Can the Government Have Its Cake and Eat It? UK Online Safety Bill Is Live.
Kindus has discussed the progress of the UK Online Safety Bill before in March 2023 and September 2022. The law is designed to protect vulnerable users, not just children, from exploitation on-line or exposure to harmful content. On 19th September 2023 the Bill finally became law but without conclusively resolving the conflict between privacy and protection. A late change was an amendment to remove animal cruelty activity from social media platforms. The debate between protecting vulnerable users and end to end encryption still stands unresolved.
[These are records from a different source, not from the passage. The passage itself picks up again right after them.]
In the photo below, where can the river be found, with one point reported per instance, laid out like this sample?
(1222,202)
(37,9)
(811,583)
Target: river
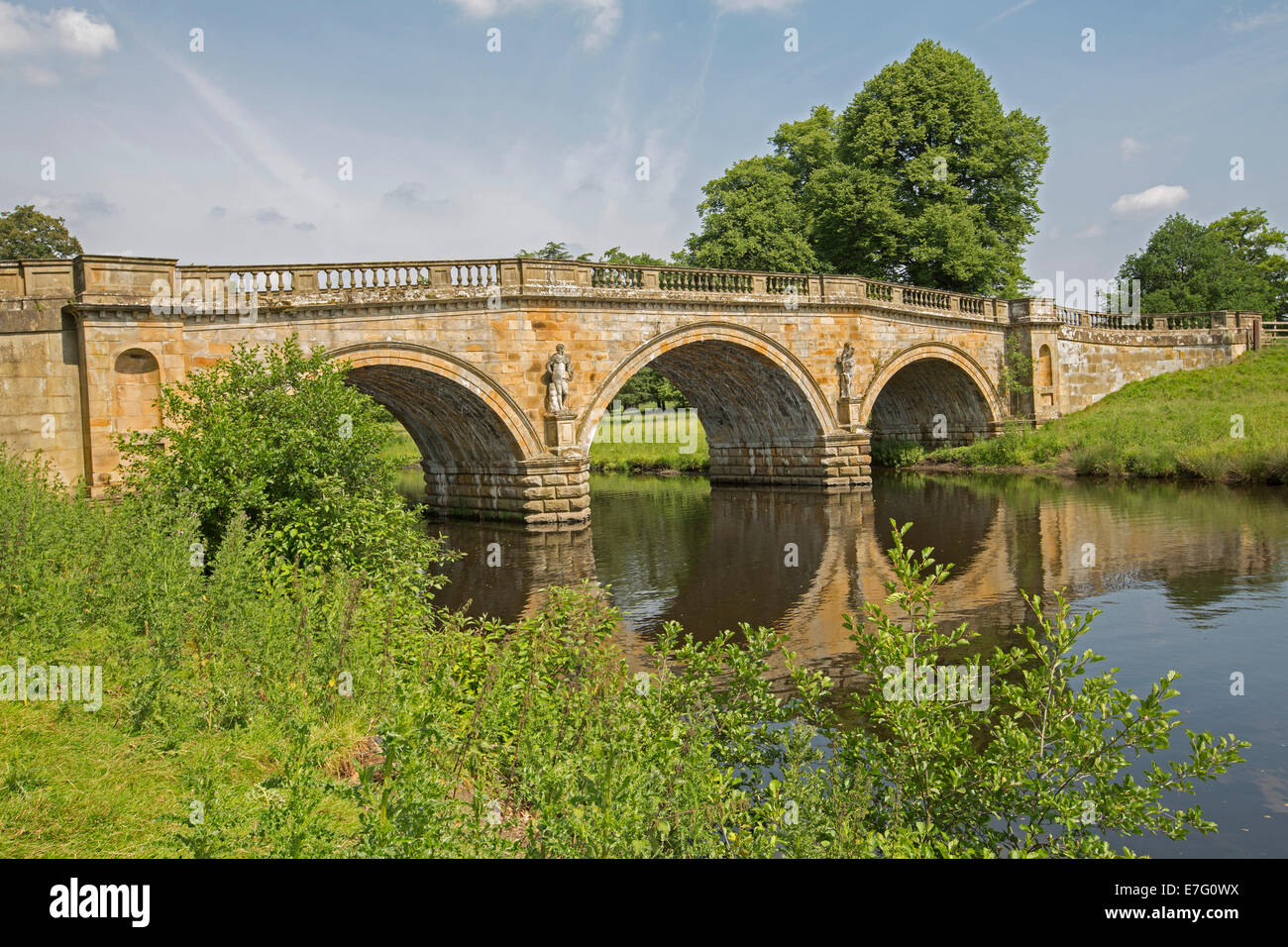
(1189,578)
Official UK guidance that just happens to coincide with publication of the bill stresses a noble stance in favour of child safety online. Facebook and Instagram are noted to be accounting for 85% of global referrals of child sexual abuse from tech companies. Under the new law social media platforms are now expected to:
- Remove illegal content quickly or prevent it from appearing in the first place, including content promoting self-harm.
- Prevent children from accessing harmful and age-inappropriate content.
- Enforce age limits and age-checking measures.
- Ensure the risks and dangers posed to children on the largest social media platforms are more transparent, to include publishing risk assessments.
- Provide parents and children with clear and accessible ways to report problems online when they do arise.
Ofcom could impose fines of up to £18 million or 10% of global avenue revenue (whichever is the greatest) for non-compliance.
The UK government has specifically noted the existing methods used by Meta to provide safety online. These include AI detection of incidents, age verification, privacy and blocking features. The new legal responsibilities apply irrespective of the technologies in use; this includes services using E2EE (End To End Encryption). Meta still plan to roll out E2EE on its Messenger service before the end of 2023. Other providers including Signal are already using this technology.
The official UK stance is that technologies do exist to track data within E2EE, citing a study by Levy and Robinson. One example being client-side scanning of content before it is encrypted. This technology had been proposed by Apple but has was quietly dropped in 2021.
Ciaran Martin, former head of the UK’s National Cyber Security Centre published a paper in 2021 arguing that a compromise within E2EE was not possible. The problem was labelled as ‘cakeism’ (having your cake and eating it). How could E2EE provide strong security yet still allow that security to be broken when strictly necessary?
It appears that the UK has a law which although noble and improving protection for the vulnerable online will not be able to applied in all cases. The official word is that the government ‘where appropriate encourages firms to use their vast engineering and technical resources to develop solutions that work for their own platforms.’ It is usual for legislation to avoid any technical prescription of how they might be implemented. This allows some flexibility in how they might be implemented and prevents their being overtaken by changes in technology. At present the required technologies do not appear to exist but on a positive note waiting for an ideal solution has not postponed an important development in protecting individuals online.